计算逻辑
spark sql实现代码
package com.dmp.report
import org.apache.spark.sql.{DataFrame, SQLContext}
import org.apache.spark.{SparkConf, SparkContext}
object AreaAnalysRpt {
def main(args: Array[String]): Unit = {
// 0 校验参数个数
if (args.length != 1) {
println(
"""
|cn.dmp.report.AreaAnalyseRpt
|参数:
| logInputPath
""".stripMargin)
sys.exit()
}
// 1 接受程序参数
val Array(logInputPath) = args
// 2 创建sparkconf->sparkContext
val sparkConf = new SparkConf()
sparkConf.setAppName(s"${this.getClass.getSimpleName}")
sparkConf.setMaster("local[*]")
// RDD 序列化到磁盘 worker与worker之间的数据传输
sparkConf.set("spark.serializer", "org.apache.spark.serializer.KryoSerializer")

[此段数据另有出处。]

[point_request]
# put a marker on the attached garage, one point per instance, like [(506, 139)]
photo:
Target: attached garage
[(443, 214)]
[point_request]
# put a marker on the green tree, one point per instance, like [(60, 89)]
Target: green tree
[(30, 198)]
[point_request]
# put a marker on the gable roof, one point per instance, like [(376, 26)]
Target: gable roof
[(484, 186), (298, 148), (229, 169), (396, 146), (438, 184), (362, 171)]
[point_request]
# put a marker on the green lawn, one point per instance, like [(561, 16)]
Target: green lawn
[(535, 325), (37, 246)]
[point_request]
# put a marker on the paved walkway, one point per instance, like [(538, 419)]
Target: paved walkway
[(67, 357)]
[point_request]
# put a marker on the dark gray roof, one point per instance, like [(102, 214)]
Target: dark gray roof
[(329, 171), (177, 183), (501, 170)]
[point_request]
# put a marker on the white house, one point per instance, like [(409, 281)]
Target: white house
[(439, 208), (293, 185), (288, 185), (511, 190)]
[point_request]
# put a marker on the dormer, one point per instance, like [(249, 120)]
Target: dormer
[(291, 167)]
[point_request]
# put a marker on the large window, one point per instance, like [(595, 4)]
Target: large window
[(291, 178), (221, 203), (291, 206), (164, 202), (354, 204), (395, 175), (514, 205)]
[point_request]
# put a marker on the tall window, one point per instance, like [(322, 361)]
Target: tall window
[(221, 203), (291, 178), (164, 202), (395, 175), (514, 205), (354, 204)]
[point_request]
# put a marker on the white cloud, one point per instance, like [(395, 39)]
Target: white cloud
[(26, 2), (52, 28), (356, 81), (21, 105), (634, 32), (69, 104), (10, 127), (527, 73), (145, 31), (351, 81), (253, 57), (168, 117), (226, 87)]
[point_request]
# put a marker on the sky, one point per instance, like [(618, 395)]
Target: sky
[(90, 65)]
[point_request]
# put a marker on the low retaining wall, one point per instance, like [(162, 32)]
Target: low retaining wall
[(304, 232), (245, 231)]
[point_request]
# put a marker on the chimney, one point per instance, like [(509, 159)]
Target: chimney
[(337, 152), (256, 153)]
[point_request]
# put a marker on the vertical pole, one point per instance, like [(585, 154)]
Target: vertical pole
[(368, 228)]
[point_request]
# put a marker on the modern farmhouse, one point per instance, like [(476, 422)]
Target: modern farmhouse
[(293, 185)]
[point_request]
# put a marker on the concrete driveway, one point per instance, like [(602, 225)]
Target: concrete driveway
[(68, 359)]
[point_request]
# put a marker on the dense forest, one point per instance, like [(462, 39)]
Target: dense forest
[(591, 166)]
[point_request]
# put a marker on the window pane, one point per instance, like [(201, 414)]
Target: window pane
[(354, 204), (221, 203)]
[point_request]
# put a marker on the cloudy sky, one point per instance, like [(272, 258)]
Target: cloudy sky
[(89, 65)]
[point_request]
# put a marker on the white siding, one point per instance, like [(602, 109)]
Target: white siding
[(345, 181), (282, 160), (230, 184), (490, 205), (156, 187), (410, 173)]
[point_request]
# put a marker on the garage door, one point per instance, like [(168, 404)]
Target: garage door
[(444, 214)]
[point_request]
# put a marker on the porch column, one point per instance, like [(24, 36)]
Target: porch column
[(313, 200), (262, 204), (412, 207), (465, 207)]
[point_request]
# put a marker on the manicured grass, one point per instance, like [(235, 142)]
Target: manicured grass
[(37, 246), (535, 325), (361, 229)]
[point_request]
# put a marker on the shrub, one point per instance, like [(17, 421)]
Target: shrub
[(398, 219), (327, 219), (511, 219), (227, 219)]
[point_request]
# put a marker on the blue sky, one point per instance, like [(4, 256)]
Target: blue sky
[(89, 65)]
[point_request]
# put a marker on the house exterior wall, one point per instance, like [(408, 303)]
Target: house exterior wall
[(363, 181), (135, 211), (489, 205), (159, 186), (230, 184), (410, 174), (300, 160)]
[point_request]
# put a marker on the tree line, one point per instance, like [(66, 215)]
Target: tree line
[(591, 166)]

val sc = new SparkContext(sparkConf)
val sQLContext = new SQLContext(sc)
// 读取parquet文件
val parquetData: DataFrame = sQLContext.read.parquet(logInputPath)
// dataframe -> table
parquetData.registerTempTable("log")
//业务逻辑
sQLContext.sql(
"""
|select
|provincename, cityname,
|sum(case when requestmode=1 and processnode >=2 then 1 else 0 end) 有效请求,
|sum(case when requestmode=1 and processnode =3 then 1 else 0 end) 广告请求,
|sum(case when iseffective=1 and isbilling=1 and isbid=1 and adorderid !=0 then 1 else 0 end) 参与竞价数,
|sum(case when iseffective=1 and isbilling=1 and iswin=1 then 1 else 0 end) 竞价成功数,
|sum(case when requestmode=2 and iseffective=1 then 1 else 0 end) 展示数,
|sum(case when requestmode=3 and iseffective=1 then 1 else 0 end) 点击数,
|sum(case when iseffective=1 and isbilling=1 and iswin=1 then 1.0*adpayment/1000 else 0 end) 广告成本,
|sum(case when iseffective=1 and isbilling=1 and iswin=1 then 1.0*winprice/1000 else 0 end) 广告消费
|from log
|group by provincename, cityname
""".stripMargin
).show()
}
}
spark core实现代码
处理计算指标的逻辑类
package cn.dmp.utils
object RptUtils {
/**
* List(原始请求,有效请求,广告请求)
*/
def caculateReq(reqMode: Int, prcNode: Int): List[Double] = {
if (reqMode == 1 && prcNode == 1) {
List[Double](1, 0, 0)
} else if (reqMode == 1 && prcNode == 2) {
List[Double](1, 1, 0)
} else if (reqMode == 1 && prcNode == 3) {
List[Double](1, 1, 1)
} else List[Double](0, 0, 0)
}
/**
* List(参与竞价,竞价成功,消费,成本)
*/
def caculateRtb(effTive: Int, bill: Int, bid: Int, orderId: Int, win: Int, winPrice: Double, adPayMent: Double): List[Double] = {
if (effTive == 1 && bill == 1 && bid == 1 && orderId != 0) {
List[Double](1, 0, 0, 0)
} else if (effTive == 1 && bill == 1 && win == 1) {
List[Double](0, 1, winPrice / 1000.0, adPayMent / 1000.0)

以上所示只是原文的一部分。